Acclaimed Trinidadian novelist Earl Wilbert Lovelace will celebrate his 90th birthday this Sunday, July 13th.
To commemorate this milestone, his close friends and family curated an exhibition displaying his life’s work at the Mille Fleurs Heritage House in Port of Spain.
The exhibition, themed ‘Grounding: Lovelace at 90,’ is open to the public until July 22nd.
Best known for his short stories and plays, Mr. Lovelace has made invaluable contributions to the Caribbean literary landscape for several decades. His works include the 1979 novel The Dragon Can’t Dance and Salt, the 1982 novel that won him the Commonwealth Writers’ Prize for that year.
His son, Che Lovelace, paid his respects and expressed deep appreciation for the lessons that his father taught him as he reflected on a famous quote often repeated throughout his childhood.

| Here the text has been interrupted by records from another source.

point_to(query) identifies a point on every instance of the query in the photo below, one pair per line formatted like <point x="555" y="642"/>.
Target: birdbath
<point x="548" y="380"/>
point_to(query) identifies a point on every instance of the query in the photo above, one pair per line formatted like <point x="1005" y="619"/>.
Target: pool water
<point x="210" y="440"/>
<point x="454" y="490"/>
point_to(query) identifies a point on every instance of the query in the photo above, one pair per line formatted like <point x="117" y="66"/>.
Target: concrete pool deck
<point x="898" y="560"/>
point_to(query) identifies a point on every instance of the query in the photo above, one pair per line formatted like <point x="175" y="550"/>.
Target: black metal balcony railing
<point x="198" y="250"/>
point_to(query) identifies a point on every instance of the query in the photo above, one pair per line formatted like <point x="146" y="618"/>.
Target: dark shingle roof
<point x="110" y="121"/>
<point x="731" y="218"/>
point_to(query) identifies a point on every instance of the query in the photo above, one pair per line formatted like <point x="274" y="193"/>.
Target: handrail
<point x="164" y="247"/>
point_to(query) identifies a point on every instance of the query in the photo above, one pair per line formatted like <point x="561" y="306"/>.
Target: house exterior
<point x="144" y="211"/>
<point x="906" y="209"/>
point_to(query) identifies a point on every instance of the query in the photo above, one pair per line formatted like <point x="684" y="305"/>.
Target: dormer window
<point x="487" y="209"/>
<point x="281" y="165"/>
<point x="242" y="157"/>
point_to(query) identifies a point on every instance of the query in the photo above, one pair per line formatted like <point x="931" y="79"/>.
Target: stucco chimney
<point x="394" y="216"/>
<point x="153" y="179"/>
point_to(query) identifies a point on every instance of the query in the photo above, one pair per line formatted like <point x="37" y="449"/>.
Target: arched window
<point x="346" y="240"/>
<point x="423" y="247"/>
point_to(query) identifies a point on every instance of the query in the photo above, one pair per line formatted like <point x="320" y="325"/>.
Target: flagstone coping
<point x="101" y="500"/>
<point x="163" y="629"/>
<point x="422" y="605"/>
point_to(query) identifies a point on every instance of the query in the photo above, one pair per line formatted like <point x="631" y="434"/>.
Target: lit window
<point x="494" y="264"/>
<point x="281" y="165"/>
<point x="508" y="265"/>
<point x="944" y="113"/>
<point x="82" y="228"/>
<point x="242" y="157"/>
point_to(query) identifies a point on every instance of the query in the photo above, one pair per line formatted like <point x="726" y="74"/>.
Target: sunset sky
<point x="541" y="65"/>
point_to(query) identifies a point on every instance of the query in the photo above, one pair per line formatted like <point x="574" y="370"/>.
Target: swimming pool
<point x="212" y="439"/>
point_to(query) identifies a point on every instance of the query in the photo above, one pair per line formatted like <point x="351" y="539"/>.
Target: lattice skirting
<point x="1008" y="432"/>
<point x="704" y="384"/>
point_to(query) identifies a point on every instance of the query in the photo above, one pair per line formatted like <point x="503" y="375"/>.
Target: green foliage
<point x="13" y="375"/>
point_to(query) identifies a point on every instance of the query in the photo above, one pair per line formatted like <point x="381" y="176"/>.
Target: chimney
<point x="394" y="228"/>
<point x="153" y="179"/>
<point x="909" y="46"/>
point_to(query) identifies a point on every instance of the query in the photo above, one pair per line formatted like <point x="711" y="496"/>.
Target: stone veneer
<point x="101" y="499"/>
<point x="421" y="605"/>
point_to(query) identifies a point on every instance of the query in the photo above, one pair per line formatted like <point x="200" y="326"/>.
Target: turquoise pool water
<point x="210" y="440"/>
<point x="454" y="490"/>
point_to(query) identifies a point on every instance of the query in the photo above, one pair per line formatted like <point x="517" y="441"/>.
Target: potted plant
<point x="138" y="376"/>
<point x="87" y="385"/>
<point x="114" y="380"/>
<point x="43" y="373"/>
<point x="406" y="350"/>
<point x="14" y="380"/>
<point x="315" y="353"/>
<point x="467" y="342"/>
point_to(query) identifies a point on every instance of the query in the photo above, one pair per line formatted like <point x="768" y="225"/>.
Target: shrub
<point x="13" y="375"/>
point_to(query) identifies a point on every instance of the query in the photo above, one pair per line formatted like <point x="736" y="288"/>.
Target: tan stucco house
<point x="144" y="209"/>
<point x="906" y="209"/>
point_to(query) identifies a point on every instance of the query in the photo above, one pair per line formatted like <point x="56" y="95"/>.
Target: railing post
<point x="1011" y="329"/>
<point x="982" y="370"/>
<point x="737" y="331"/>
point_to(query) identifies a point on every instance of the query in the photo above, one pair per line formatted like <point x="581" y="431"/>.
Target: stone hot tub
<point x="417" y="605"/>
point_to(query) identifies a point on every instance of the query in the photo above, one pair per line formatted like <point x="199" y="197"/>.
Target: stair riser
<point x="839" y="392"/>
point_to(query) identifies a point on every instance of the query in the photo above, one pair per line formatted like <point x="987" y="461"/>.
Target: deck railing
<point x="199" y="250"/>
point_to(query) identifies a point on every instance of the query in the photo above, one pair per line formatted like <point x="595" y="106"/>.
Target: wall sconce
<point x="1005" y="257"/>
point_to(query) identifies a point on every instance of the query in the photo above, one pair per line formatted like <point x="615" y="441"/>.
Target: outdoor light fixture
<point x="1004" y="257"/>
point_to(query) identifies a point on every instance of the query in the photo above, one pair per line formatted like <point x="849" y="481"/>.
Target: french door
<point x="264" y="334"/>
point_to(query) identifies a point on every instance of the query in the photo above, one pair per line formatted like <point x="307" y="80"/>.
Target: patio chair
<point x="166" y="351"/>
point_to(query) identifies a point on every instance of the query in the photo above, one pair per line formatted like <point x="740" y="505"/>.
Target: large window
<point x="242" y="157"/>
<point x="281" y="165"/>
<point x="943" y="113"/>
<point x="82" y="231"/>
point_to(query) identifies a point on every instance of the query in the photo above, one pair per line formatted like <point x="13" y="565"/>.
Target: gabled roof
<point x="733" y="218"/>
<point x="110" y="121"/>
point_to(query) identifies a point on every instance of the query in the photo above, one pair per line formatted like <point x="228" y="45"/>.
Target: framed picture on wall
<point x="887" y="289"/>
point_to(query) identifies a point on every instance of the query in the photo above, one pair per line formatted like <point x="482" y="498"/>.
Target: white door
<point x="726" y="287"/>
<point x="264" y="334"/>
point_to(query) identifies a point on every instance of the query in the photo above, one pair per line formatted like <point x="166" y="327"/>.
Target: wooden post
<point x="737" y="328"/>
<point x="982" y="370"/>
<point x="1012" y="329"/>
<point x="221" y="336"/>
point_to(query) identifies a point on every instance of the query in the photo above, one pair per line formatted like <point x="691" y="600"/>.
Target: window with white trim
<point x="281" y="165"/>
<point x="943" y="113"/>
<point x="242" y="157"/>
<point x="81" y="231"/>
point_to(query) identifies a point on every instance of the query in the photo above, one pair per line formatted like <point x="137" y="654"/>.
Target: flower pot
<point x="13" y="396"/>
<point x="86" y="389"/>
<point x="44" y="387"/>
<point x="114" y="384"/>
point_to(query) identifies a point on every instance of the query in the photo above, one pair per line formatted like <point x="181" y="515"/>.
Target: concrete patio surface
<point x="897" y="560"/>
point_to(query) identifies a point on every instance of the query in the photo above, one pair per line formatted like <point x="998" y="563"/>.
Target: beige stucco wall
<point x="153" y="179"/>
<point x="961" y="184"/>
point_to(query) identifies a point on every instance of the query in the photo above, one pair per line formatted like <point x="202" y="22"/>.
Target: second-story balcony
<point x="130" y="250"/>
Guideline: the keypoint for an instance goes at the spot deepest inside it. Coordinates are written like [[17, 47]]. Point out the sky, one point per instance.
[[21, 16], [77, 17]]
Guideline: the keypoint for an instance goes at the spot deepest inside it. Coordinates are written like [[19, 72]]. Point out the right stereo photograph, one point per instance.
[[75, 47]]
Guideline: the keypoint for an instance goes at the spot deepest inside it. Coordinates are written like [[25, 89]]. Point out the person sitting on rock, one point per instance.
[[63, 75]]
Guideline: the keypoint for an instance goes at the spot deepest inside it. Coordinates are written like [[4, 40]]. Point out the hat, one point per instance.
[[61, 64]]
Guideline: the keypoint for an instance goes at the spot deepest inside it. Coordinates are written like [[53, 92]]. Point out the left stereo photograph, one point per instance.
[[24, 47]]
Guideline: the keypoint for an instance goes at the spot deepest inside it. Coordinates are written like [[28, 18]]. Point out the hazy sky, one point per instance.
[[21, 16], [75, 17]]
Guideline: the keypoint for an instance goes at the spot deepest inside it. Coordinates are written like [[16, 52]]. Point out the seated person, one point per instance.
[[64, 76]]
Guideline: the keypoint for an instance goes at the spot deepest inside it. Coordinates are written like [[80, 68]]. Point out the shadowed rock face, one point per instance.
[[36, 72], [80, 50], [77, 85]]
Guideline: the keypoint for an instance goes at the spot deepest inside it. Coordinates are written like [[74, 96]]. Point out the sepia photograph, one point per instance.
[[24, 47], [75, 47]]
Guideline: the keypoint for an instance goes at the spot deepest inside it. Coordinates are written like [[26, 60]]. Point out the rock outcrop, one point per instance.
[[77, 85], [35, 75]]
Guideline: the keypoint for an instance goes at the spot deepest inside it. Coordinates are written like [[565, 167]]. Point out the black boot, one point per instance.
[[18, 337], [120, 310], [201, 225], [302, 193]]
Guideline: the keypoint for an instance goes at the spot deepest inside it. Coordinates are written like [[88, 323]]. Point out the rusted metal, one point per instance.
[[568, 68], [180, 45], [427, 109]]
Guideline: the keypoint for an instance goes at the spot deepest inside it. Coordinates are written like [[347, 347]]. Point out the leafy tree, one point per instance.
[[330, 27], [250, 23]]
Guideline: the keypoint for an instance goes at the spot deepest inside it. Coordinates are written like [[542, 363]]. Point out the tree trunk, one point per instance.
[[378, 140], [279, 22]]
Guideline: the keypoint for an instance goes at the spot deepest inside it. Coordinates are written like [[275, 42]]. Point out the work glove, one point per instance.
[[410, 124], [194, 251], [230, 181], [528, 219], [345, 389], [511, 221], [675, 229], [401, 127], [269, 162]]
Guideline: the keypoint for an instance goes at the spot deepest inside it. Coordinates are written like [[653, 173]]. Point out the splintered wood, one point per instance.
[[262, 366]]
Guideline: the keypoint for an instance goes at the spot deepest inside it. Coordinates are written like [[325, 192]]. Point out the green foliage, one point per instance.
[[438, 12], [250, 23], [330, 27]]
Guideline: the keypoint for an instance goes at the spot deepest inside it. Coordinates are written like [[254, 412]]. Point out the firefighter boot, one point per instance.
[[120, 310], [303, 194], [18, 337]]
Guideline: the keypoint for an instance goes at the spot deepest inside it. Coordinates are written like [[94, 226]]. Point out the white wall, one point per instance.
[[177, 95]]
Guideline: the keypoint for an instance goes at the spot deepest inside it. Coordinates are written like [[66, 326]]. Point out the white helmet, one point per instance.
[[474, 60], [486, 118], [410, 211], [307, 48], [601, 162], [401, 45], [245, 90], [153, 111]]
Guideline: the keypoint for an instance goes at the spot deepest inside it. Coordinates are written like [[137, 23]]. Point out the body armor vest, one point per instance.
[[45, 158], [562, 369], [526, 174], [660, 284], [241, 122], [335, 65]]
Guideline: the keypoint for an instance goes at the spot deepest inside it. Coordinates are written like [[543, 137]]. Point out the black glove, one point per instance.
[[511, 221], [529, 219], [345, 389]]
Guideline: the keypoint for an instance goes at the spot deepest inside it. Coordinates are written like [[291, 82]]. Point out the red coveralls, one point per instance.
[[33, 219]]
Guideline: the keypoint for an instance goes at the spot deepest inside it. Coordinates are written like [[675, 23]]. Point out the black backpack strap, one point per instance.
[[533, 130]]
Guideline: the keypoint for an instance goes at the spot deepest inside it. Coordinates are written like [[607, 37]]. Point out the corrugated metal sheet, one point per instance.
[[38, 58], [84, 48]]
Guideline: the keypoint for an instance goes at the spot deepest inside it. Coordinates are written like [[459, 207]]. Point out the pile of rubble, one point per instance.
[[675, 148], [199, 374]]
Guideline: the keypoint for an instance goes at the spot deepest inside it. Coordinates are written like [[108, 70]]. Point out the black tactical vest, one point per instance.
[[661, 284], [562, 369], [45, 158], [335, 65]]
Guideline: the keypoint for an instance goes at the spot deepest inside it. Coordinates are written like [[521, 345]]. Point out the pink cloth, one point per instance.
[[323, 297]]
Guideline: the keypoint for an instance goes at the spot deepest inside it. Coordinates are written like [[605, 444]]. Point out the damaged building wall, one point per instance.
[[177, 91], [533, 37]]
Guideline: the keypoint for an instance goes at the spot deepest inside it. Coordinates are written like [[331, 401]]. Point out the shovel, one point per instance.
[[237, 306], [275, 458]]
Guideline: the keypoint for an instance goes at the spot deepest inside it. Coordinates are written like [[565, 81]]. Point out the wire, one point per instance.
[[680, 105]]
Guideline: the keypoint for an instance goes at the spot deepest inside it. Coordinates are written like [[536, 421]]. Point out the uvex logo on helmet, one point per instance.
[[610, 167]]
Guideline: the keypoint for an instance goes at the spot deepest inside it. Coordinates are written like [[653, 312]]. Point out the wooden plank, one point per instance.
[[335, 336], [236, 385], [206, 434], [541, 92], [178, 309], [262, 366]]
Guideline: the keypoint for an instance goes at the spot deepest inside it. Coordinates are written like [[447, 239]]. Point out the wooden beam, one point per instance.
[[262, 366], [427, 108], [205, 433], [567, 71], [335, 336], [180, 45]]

“Many of the truths I received from Lovelace are deceptively simple, often uttered casually but quietly transformative. One of them is ‘You cannot do better than your best.’ It’s something he’d say before a task or in reflection after one, and though I’ve heard it from childhood, it has deepened in meaning as I have matured, especially as a painter.”
Quoting a line from one of the author’s novels, Is Just a Movie, close friend Wendell Manwarren mentioned that in his quest for understanding “what power is,” Mr. Lovelace’s wisdom played a pivotal role in shaping his knowledge on the topic.
“Lovelace says in asking for power, we would discover that we were indicating that we didn’t have any, in articulating our need for power, we had emphasised our powerlessness. So when in an earlier time we felt the tongue was our own and therefore to be defended by us, now we couldn’t defend a place we had come to believe we did not own. We had surrendered what we thought we didn’t have.”
Mr. Lovelace took to the stage, expressing heartfelt appreciation to family and well-wishers who honoured him by portraying his work through the exhibition.
“I have a lot I could say, and I was thinking of reading something but I wanted to get a book from here, but I think that the speakers we’ve had before have covered a lot of the area I would have wanted to cover. So let me just simply say thank you very much again for making this possible. It really has been appreciated. Thank you.”
Grounding: Lovelace at 90 is held in collaboration with the National Trust and supported by the Ministry of Culture and Community Development, through the Sport and Culture Fund.